第8話 浦島のカメ、安全

 安西、初木に少しは男気があるところを見せようと、バンジージャンプができる所へ、初木を連れてきていた。

 しかし、いざ跳躍場所に立つと、安西、膝が笑って全く飛べず。遊園地の遊具のようなものではなく、橋の上から谷底にダイブするガチで怖いやつにまた調子に乗ってしてしまったがために、恐怖のあまり全く飛べず。

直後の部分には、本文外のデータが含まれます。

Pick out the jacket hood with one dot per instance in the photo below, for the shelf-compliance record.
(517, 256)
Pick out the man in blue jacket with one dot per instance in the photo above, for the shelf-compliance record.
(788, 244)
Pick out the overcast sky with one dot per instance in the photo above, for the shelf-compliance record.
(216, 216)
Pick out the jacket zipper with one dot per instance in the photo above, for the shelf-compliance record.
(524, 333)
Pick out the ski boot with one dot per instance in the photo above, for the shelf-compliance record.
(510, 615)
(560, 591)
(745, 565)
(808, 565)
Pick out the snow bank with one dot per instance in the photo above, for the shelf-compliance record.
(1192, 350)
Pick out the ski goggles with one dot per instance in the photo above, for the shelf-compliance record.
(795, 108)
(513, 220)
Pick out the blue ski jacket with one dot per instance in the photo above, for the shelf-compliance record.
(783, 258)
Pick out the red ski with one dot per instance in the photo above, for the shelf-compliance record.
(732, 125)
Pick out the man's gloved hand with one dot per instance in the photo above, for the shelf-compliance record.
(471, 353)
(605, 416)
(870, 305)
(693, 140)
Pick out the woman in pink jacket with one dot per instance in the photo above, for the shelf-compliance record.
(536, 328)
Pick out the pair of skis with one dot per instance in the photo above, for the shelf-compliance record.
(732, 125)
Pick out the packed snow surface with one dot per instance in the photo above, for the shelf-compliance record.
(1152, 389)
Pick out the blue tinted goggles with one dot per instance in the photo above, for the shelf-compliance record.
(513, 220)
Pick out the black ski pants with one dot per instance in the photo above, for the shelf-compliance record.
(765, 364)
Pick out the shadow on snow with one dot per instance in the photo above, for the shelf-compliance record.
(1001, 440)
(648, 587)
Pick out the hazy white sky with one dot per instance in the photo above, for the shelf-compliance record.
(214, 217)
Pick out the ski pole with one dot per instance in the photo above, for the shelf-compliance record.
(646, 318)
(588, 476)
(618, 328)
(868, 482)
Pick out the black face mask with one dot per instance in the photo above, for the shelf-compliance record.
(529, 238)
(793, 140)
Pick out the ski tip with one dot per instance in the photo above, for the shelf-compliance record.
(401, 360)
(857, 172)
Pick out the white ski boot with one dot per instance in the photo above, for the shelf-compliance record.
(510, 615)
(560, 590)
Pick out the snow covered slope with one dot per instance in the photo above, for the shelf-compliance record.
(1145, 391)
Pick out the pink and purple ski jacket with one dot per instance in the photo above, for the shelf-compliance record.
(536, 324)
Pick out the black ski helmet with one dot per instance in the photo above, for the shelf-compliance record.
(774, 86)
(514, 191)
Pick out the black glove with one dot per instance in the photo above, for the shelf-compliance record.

 初木、そんな安西の様子を見ると、わざわざ来たのに飛ばずに帰るのもなんだなと思い、彼の応援を始めた。


「いい安西、清水の舞台から実際に飛び降りた人の数は、江戸時代だけでも234人にのぼるそうよ。あなたも負けている場合ではないわ」


「そんなに!? いや、そんなメンタル超人たちと一緒にされても! 勇者の代名詞じゃん清水ダイブ」


 煽り耐性を見せる安西に対し、今度は初木、安心させる手に出る。


「大丈夫よ安西。ノーベル文学賞に輝いた高名な作家へミングウェイは、第一次世界大戦で砲弾を受けても、自動車に轢かれても二度の飛行機墜落事故に遭っても一命を取りとめていたのよ」


「超人じゃねえか! いや、そんな超人と一緒にされても! ここから落ちたら俺は死ぬよ!」


「大丈夫よ安西。舩坂 弘という軍人さんは、米軍の銃火の中に数時間放置され軍医がさじを投げても、腹を撃たれた後に首を撃たれて軍医に戦死と判断されても『傷が治りやすい体質であった』と言って数日でピンピンしていたのよ」


「いやだから超人じゃねえか! どんだけタフガイだよ! 同列には語れないって」


「タフガイでいえば、私の中で熱いのは、浦島太郎に出てくるカメね」

「浦島のカメ? なんかそんなイメージないけど」


「文献によると、浦島を乗せた浜辺から竜宮城までの距離は3300キロ。あのカメはその距離を、浦島を背に乗せた状態で十日も泳いで泳破しているのよ」


「タフだなあのカメ!」


「それも、十日で3300キロとなると、単純計算で時速約14キロ。イアン・ソープら金メダル級の選手の泳力が時速7、8キロなのよ。あのカメは浦島を背に乗せた状態でその倍もの爆速で3300キロもの距離を泳破しているのよ。休憩を挟んでいたとしても、とすると時速の方はさらに跳ね上がることになるわ」


「子供にいじめられてたのが不自然なほどメチャクチャパワフルじゃねえかカメ! いじめられ痛め付けられた後でそれかぁ……俺も負けてられねえ――とはならないけどね」


 NOばかり口にする安西に少々焦れる初木。それを察する安西だったが、しかし脚が震えるものは震える。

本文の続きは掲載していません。